Anyway, I arrived at the due time this morning and was quickly ushered into a little room full of mirrors. Great start. The lovely stylist made me stand up and turn around. Before I knew it, he’d pulled my loose-flowing shirt tight, showing my muffin top off in all it’s glory.

‘I see‘, he said with a certain level of gravitas.

He dashed off with a rail and I sat there for ten minutes, glaring at Cara Delevigne on the front cover of Vogue.

Against all hope though, Boy Wonder The Stylist arrived back with five garments. Each of them was perfect. Divine. Behind my heavy velvet curtain I sighed and stared at my transformed figure.
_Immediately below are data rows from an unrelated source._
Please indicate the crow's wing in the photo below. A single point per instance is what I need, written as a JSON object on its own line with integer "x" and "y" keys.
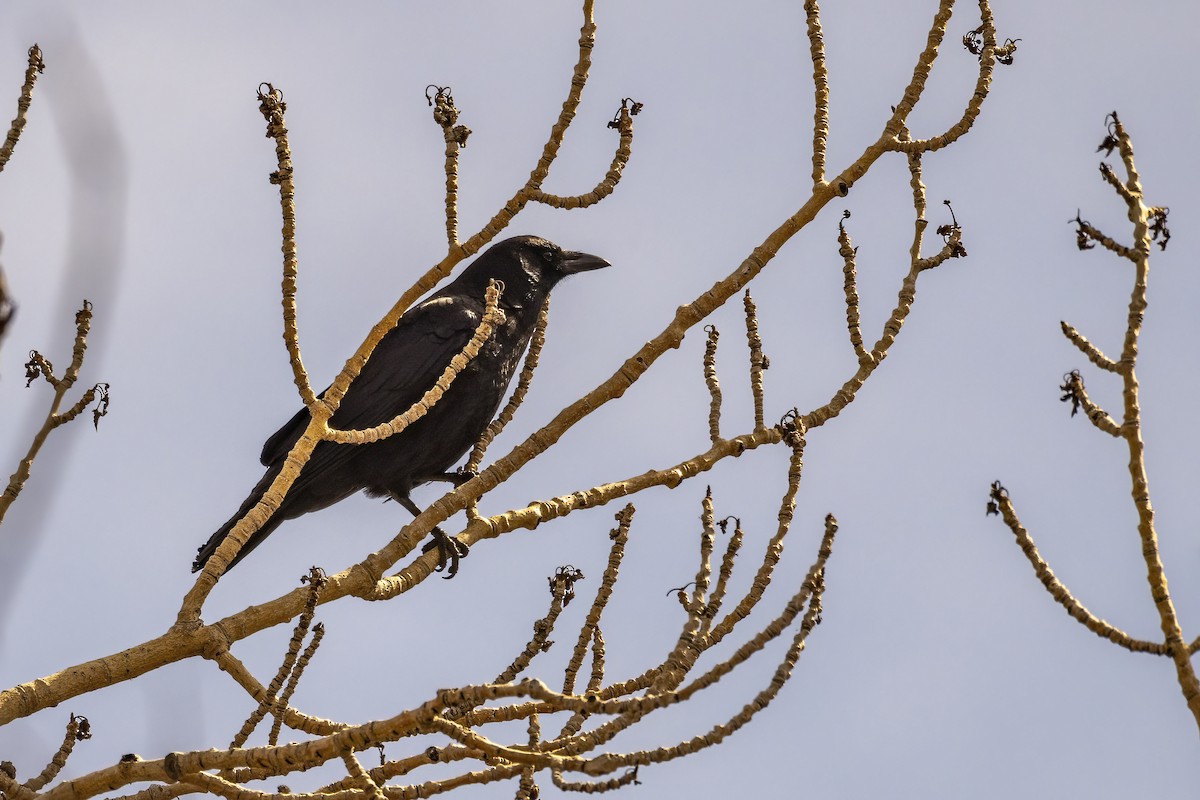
{"x": 405, "y": 365}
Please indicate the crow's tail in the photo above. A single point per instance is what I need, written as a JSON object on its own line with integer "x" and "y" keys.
{"x": 256, "y": 539}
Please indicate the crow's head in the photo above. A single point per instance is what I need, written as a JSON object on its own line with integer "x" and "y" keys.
{"x": 529, "y": 266}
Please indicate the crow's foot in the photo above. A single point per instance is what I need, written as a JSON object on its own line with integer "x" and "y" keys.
{"x": 450, "y": 552}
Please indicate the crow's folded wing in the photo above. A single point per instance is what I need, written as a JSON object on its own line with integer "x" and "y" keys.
{"x": 405, "y": 365}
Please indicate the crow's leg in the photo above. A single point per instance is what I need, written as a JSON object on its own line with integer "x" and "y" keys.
{"x": 450, "y": 549}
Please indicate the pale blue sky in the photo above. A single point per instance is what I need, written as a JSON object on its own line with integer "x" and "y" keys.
{"x": 942, "y": 668}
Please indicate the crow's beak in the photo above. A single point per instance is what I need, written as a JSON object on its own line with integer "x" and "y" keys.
{"x": 575, "y": 263}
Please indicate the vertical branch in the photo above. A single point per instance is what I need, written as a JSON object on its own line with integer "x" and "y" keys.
{"x": 757, "y": 360}
{"x": 714, "y": 385}
{"x": 1156, "y": 573}
{"x": 707, "y": 537}
{"x": 270, "y": 103}
{"x": 447, "y": 115}
{"x": 723, "y": 577}
{"x": 316, "y": 581}
{"x": 918, "y": 198}
{"x": 281, "y": 705}
{"x": 36, "y": 66}
{"x": 589, "y": 630}
{"x": 78, "y": 728}
{"x": 531, "y": 364}
{"x": 821, "y": 92}
{"x": 39, "y": 366}
{"x": 849, "y": 254}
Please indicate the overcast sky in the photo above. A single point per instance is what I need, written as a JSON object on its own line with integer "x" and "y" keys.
{"x": 942, "y": 668}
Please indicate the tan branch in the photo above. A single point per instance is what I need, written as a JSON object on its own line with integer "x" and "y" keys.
{"x": 1089, "y": 349}
{"x": 820, "y": 91}
{"x": 624, "y": 124}
{"x": 757, "y": 360}
{"x": 1003, "y": 506}
{"x": 36, "y": 66}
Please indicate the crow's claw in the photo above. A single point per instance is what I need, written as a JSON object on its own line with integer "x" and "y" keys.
{"x": 450, "y": 551}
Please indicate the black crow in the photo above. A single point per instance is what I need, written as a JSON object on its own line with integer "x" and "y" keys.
{"x": 405, "y": 365}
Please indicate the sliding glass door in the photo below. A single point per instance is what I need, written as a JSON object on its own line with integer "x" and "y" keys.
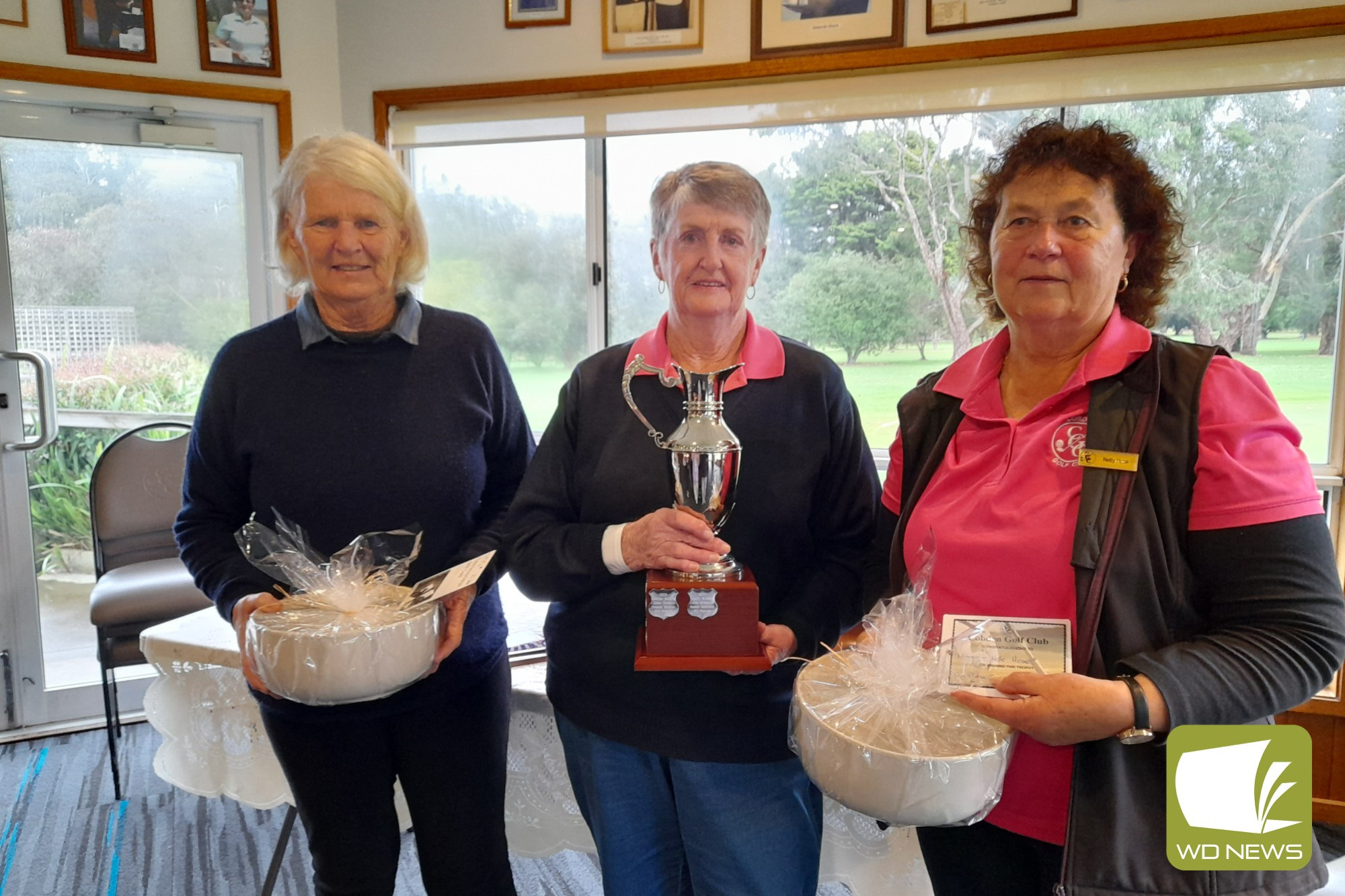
{"x": 123, "y": 270}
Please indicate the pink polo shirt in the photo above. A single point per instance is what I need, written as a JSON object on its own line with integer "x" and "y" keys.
{"x": 1003, "y": 509}
{"x": 762, "y": 356}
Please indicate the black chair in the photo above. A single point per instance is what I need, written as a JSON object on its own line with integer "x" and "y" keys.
{"x": 135, "y": 494}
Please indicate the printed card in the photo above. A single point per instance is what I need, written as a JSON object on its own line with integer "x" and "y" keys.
{"x": 977, "y": 651}
{"x": 450, "y": 580}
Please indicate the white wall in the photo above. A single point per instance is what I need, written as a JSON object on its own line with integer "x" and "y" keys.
{"x": 422, "y": 44}
{"x": 309, "y": 63}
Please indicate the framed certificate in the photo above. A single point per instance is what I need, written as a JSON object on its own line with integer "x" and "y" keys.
{"x": 797, "y": 28}
{"x": 956, "y": 15}
{"x": 634, "y": 26}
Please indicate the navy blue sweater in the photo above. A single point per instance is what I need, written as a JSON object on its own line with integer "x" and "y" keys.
{"x": 804, "y": 518}
{"x": 348, "y": 439}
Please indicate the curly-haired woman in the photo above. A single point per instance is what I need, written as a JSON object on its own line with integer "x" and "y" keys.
{"x": 1192, "y": 559}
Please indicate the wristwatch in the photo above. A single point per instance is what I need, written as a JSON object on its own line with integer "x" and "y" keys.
{"x": 1140, "y": 732}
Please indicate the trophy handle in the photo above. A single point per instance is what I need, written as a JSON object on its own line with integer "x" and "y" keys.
{"x": 631, "y": 369}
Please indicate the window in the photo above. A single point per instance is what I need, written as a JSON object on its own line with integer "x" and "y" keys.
{"x": 872, "y": 275}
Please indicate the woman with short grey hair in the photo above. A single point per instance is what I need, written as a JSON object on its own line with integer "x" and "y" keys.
{"x": 365, "y": 411}
{"x": 687, "y": 778}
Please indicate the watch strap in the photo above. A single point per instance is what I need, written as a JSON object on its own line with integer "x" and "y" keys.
{"x": 1137, "y": 694}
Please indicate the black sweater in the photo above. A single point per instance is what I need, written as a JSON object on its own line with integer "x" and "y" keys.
{"x": 348, "y": 439}
{"x": 804, "y": 517}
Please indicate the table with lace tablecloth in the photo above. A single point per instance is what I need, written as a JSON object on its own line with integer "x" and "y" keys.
{"x": 216, "y": 745}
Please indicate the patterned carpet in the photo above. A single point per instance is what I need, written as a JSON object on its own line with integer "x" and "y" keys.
{"x": 64, "y": 833}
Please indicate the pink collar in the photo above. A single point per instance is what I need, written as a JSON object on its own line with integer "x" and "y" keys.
{"x": 763, "y": 353}
{"x": 976, "y": 376}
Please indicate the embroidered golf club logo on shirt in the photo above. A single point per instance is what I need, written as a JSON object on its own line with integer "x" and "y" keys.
{"x": 1239, "y": 797}
{"x": 1067, "y": 440}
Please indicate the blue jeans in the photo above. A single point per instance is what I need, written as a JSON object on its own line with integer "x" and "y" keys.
{"x": 673, "y": 827}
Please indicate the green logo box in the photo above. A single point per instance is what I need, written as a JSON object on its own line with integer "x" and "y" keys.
{"x": 1239, "y": 797}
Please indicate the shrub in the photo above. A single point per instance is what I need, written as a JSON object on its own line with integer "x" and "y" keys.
{"x": 126, "y": 378}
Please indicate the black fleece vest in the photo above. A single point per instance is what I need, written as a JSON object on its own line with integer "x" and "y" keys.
{"x": 1159, "y": 396}
{"x": 1116, "y": 842}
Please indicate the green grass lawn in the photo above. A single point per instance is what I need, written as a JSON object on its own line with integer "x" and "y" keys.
{"x": 1297, "y": 374}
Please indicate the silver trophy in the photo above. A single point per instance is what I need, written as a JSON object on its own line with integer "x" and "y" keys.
{"x": 705, "y": 455}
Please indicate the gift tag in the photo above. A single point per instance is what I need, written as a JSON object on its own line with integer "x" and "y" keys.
{"x": 977, "y": 651}
{"x": 450, "y": 580}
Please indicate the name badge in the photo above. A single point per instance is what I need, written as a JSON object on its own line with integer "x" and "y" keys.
{"x": 1109, "y": 459}
{"x": 977, "y": 651}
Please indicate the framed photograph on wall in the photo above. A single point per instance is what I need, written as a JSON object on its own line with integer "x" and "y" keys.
{"x": 114, "y": 29}
{"x": 798, "y": 28}
{"x": 631, "y": 26}
{"x": 239, "y": 36}
{"x": 956, "y": 15}
{"x": 14, "y": 13}
{"x": 529, "y": 14}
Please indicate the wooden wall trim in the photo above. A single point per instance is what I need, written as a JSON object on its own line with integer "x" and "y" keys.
{"x": 170, "y": 87}
{"x": 1175, "y": 36}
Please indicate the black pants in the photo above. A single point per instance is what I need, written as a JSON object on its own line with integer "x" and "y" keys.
{"x": 984, "y": 860}
{"x": 451, "y": 760}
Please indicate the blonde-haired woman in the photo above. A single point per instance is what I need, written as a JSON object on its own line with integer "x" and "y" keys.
{"x": 365, "y": 411}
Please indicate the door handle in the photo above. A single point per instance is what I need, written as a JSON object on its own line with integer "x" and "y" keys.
{"x": 46, "y": 400}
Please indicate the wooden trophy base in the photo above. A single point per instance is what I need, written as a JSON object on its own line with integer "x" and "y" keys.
{"x": 700, "y": 626}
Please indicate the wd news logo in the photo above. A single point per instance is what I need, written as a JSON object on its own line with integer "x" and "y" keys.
{"x": 1239, "y": 797}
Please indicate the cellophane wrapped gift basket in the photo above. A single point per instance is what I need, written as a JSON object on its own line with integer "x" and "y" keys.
{"x": 876, "y": 735}
{"x": 349, "y": 631}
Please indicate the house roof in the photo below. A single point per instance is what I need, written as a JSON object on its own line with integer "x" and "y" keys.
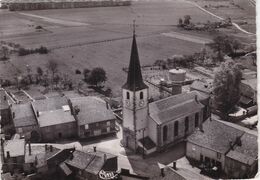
{"x": 251, "y": 82}
{"x": 49, "y": 104}
{"x": 3, "y": 100}
{"x": 55, "y": 117}
{"x": 38, "y": 152}
{"x": 248, "y": 151}
{"x": 95, "y": 165}
{"x": 92, "y": 110}
{"x": 134, "y": 78}
{"x": 216, "y": 136}
{"x": 174, "y": 107}
{"x": 16, "y": 147}
{"x": 205, "y": 87}
{"x": 80, "y": 159}
{"x": 24, "y": 115}
{"x": 65, "y": 169}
The clothes were beautiful.

He was a genius. He had picked the perfect outfit. Simple, comfortable, and most importantly, stylish with flat shoes.

I paid and floated out the store on a shopping-induced high before foot-drop tripped me up and me and my John Lewis bag – clothes exquisitely wrapped in tissue – went flying outside the Apple store. Red-faced, I gathered myself together with the help of two pensioners and got back to my car in one piece.

p.s. I’m not actually 42 until 8.04pm tonight.

p.p.s. So I still have a few hours in my very early 40’s.